Freiburg (op. cit.: 383) reported on the stomach contents of 52 ant-eating frogs collected near the Reservation. Ants constituted nearly all these stomach contents, though remains of a few small beetles were found. The ants eaten were of two kinds, Lasius interjectus and Crematogaster sp. The latter was by far the more numerous.

Although I made no further study of stomach contents, the myrmecophagous habits of Gastrophryne have come to my attention frequently in the course of routine field work. Individuals kept in confinement for a day or more almost invariably voided feces which consisted mainly or entirely of ant remains, chiefly the heads, as these are most resistant to digestion.

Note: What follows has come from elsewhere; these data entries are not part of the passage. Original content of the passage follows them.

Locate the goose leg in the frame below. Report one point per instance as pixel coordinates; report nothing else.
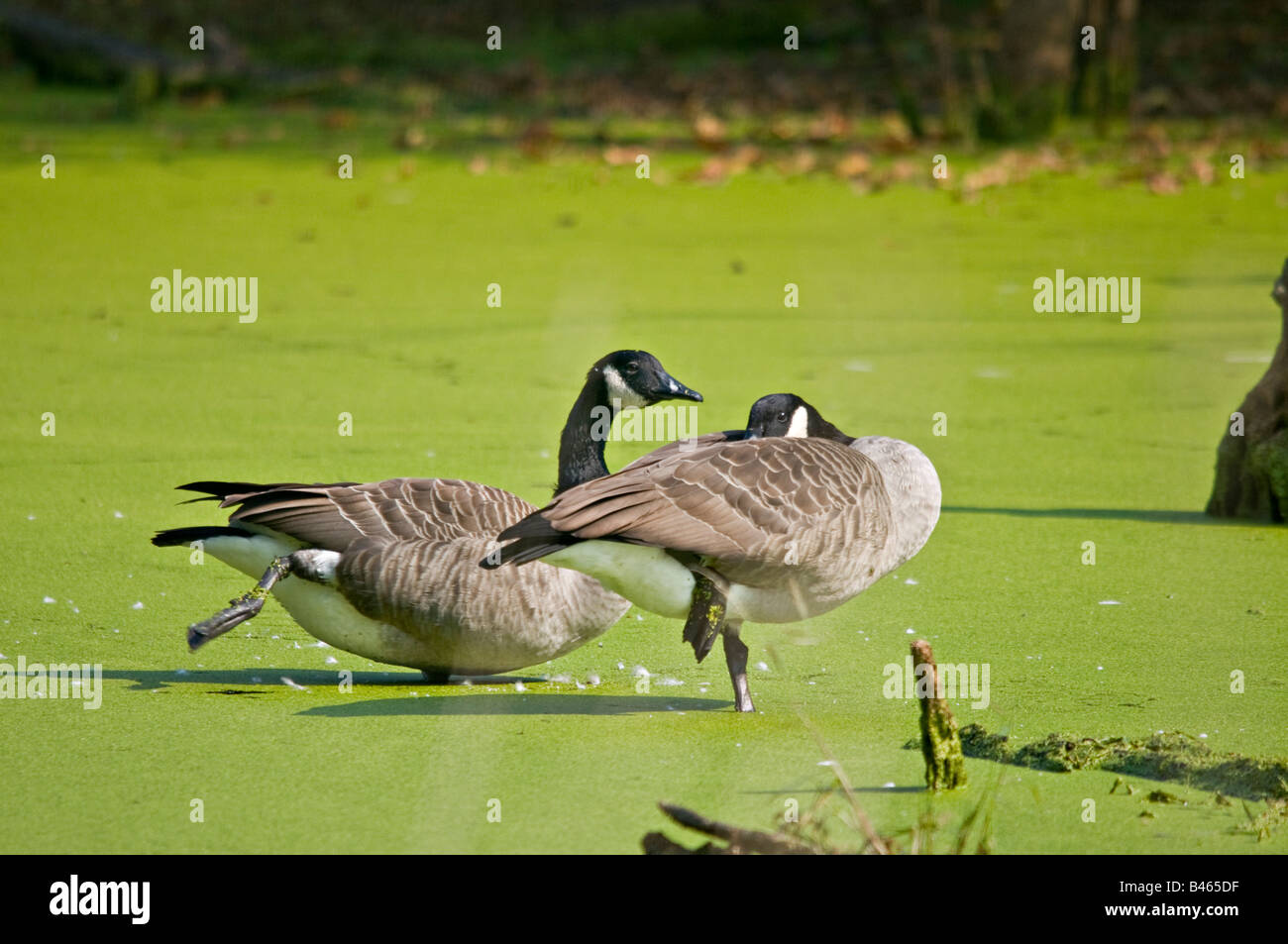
(706, 612)
(241, 608)
(735, 657)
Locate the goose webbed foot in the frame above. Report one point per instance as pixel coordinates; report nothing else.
(735, 657)
(241, 608)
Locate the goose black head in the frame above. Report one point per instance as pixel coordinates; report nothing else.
(787, 415)
(636, 378)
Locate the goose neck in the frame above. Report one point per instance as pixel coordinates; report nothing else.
(581, 445)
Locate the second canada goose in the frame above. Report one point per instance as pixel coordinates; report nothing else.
(387, 571)
(789, 522)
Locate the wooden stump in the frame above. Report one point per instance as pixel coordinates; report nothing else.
(940, 743)
(1252, 458)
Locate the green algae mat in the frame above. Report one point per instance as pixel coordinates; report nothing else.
(1060, 439)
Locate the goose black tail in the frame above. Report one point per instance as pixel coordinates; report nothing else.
(531, 539)
(180, 537)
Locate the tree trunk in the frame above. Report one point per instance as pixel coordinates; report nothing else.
(1252, 459)
(1033, 68)
(940, 743)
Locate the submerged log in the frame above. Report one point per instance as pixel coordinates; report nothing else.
(1252, 458)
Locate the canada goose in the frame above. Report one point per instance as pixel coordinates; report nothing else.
(386, 571)
(787, 523)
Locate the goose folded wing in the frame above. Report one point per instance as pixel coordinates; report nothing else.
(730, 501)
(333, 517)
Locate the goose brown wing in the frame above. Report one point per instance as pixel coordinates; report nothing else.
(333, 517)
(686, 446)
(732, 501)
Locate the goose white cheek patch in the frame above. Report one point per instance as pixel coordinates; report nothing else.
(800, 424)
(619, 391)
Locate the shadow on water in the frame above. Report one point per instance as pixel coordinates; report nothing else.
(1155, 517)
(308, 678)
(464, 699)
(516, 703)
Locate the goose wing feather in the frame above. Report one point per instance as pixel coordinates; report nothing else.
(729, 501)
(333, 517)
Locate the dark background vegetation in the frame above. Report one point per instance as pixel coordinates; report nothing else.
(978, 68)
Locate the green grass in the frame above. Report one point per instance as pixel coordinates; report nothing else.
(1061, 429)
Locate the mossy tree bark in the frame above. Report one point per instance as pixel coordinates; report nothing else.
(1252, 458)
(940, 743)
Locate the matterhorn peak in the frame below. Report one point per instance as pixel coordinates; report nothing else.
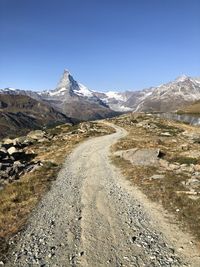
(182, 78)
(66, 81)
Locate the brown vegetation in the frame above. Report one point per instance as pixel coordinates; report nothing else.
(178, 188)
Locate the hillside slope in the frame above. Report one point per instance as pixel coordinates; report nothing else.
(20, 113)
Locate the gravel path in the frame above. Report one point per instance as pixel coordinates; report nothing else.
(89, 219)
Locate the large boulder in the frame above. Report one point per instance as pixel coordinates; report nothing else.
(36, 135)
(142, 156)
(15, 153)
(23, 141)
(7, 143)
(3, 153)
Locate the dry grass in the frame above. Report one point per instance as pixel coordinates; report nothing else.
(169, 191)
(18, 199)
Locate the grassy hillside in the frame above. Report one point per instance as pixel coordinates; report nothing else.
(191, 109)
(20, 114)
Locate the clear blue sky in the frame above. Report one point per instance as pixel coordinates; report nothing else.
(106, 44)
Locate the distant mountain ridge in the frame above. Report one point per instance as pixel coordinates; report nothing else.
(77, 101)
(21, 113)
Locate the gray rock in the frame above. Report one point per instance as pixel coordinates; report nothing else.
(36, 135)
(157, 176)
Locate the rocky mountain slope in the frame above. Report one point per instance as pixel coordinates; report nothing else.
(71, 98)
(193, 108)
(20, 113)
(76, 101)
(166, 97)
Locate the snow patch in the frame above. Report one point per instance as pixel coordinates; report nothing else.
(83, 91)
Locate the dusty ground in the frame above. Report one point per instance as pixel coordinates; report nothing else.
(19, 198)
(173, 180)
(93, 217)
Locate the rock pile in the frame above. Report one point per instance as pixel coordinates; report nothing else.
(14, 161)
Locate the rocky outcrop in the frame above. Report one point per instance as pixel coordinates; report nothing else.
(14, 160)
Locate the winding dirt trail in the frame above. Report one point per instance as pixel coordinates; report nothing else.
(91, 218)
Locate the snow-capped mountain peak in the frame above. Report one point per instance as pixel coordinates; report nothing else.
(182, 78)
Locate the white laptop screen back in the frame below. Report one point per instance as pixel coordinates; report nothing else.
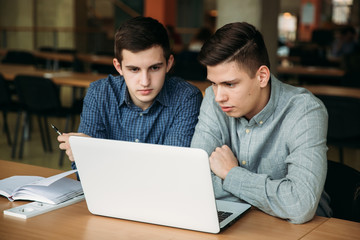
(150, 183)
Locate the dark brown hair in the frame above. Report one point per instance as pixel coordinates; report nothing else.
(141, 33)
(239, 42)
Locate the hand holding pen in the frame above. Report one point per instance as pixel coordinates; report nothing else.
(63, 139)
(57, 130)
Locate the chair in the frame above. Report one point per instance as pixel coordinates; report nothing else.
(6, 105)
(40, 96)
(343, 186)
(351, 64)
(343, 132)
(19, 57)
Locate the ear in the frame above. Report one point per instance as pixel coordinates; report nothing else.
(263, 75)
(170, 63)
(117, 66)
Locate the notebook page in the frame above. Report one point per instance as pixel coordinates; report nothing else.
(10, 184)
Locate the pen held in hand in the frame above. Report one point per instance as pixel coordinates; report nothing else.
(56, 130)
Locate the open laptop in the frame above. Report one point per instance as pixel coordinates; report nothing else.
(150, 183)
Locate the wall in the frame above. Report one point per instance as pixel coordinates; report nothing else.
(23, 16)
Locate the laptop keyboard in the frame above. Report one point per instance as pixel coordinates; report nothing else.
(223, 215)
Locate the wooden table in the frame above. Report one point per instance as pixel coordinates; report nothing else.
(76, 222)
(66, 78)
(97, 59)
(333, 90)
(298, 70)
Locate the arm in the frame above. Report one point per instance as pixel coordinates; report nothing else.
(183, 126)
(89, 125)
(294, 196)
(91, 119)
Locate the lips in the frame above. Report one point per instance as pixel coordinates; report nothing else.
(145, 92)
(226, 108)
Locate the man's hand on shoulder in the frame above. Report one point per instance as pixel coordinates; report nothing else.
(222, 160)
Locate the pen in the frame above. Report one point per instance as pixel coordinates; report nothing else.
(55, 128)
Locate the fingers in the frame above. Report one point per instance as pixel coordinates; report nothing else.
(65, 145)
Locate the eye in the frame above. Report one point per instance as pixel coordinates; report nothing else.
(155, 68)
(134, 69)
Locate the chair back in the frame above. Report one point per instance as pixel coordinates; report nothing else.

Often upon examining frogs I have found ants (Crematogaster sp.) or their severed heads, attached with mandibles embedded in the skin. To have been attacked by ants, the frogs must have been in or beside the ants' burrow systems. Frequently the frogs that were uncovered beneath rocks were adjacent to clusters of ants or to their nests or travelways, in a position strategically located to feed upon them, as described by Tanner. Often the feces of the frogs were found in pitfalls or under flat rocks. Although these feces were not analyzed, they seemed to consist mainly or entirely of ant remains.

The species of Crematogaster, which is the chief food of Gastrophryne in this region, is largely subterranean in habits, and is extremely abundant. Any flat rock in damp soil is likely to harbor

a colony beneath it. Colonies are situated also in damp soil away from rocks, beneath almost any kind of debris, and in hollow weed stalks and decaying wood. Live-traps for small mammals, having nest boxes attached, almost always were occupied by colonies of Crematogaster, if they were left in the field in warm, humid weather. Occasionally the ants attacked and killed small mammals caught in such traps. Among the thousands of kinds of insects occurring on the Reservation, this ant is one of the most numerous in individuals, one of the most important on the basis of biomass and provides an abundant food source for those predators that are ant eaters. Food supply probably is not a limiting factor to populations of Gastrophryne on the area.